I won't use sand substrate with my frogs, they could accidentally eat it, but I'm more concerned with it trapping waste or uneaten food.  This causes a build up of bacteria, which can be harmful to the frogs.  I have met far too many people that own either frogs or fish, and they don't own an aquarium vacuum/python.  The ones that do, don't know how to use it properly, and will change the water, but not clean their substrate, or they will wait until the water has evaporated before they will top up the tank.  
The worst I've ever seen was a 75 gallon tank that I bought off of Craig's List, the tank came with Piranhas.  Every bucket of water I took out of that tank was black, because I was cleaning the gravel with my aquarium vacuum while I emptied the tank.

----------


## Ryan

great care sheet sandy, do i have to worry if i feed dried bloodworms?
 ive heard theories that feeding these can cause bloating in ADFs.

----------


## Sandy Bear

I've been told that the freeze drying process removes all the nutrition out of the blood worms, and that the frogs will starve to death if fed those as a staple diet.  
I don't really see the harm in using them as a treat though.  The freeze dried bloodworms cost about the same as the frozen stuff, so I don't see the point in buying the freeze dried kind.  

I have also read posts on forums about bloodworms causing frogs to get sick, I can't remember if it was bloat, but that sounds like one of the issues I've read about.  Variety is always best though, and if your pet shop doesn't carry something, ask them about ordering it in, if they won't then look elsewhere, there are lots of places that will ship out feeders  :Smile:

----------


## Carlos

Hi Sandy!  From another thread Michael wrote:




> ...
> Also, "does your tank have a proper lid to prevent escape" is another good once.

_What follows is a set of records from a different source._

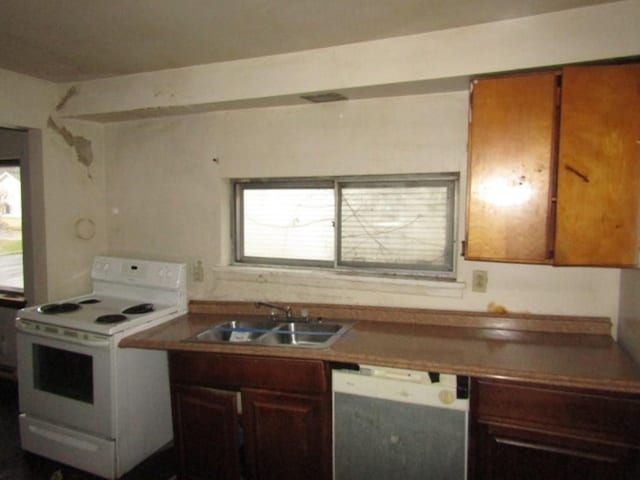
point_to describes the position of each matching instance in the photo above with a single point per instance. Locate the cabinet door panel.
(287, 435)
(511, 155)
(599, 166)
(206, 429)
(512, 453)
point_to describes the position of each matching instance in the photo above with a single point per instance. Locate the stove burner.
(112, 318)
(89, 301)
(138, 309)
(54, 308)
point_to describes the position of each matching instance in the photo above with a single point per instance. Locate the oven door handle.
(63, 334)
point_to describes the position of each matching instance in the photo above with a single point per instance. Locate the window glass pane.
(11, 275)
(289, 223)
(404, 226)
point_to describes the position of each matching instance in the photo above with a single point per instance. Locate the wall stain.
(82, 145)
(70, 93)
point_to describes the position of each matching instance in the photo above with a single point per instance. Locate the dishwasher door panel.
(396, 440)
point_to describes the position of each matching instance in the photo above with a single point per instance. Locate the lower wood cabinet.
(207, 431)
(287, 435)
(240, 417)
(524, 431)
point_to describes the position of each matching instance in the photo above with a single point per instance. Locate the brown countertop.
(554, 351)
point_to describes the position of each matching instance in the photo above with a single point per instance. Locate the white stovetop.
(84, 318)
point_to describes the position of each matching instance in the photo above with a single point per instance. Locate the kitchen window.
(11, 271)
(399, 225)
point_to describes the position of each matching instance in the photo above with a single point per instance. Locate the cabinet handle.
(548, 448)
(577, 172)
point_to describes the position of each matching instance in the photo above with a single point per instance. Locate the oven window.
(64, 373)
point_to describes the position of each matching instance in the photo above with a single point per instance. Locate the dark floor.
(15, 464)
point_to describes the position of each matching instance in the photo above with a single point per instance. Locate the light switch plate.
(479, 281)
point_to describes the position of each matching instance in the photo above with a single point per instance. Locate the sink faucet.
(286, 310)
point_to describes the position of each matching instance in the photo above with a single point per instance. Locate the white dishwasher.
(391, 423)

Many frogs are lost due to escape and dehydration....


So was wondering, if we could add a note about lid requirement to the section discussing enclosure size.  Thank you  :Smile:  !

----------


## Sandy Bear

I can't edit the above care sheet, otherwise I would.  There is apparently only a 3 hour window to fix posts.  

Should I repost it on this thread with the additional information?

----------


## XDragonFrogX

What about salmon pellets? I know a newt/salamander breeder feeds those to newts and sals, so I was just curious about feeding them to ADF's

----------


## Sandy Bear

I am not sure which brand of pellets that you are referring to, but convenience pet foods are chalked full of inappropriate ingredients, dyes and fillers.

Salmon pellets sound like a fish food to me, and that is on my list of foods not to feed amphibians.  
Fish is also not the best choice in protein as far as amphibians go.

There are so many better, more natural healthy options that you can be feeding your pet.  Your pet and your pet's health will thank you for feeding them food that is actually good for them.  This care sheet has a list of "good foods", why not pick some things off of that list to offer.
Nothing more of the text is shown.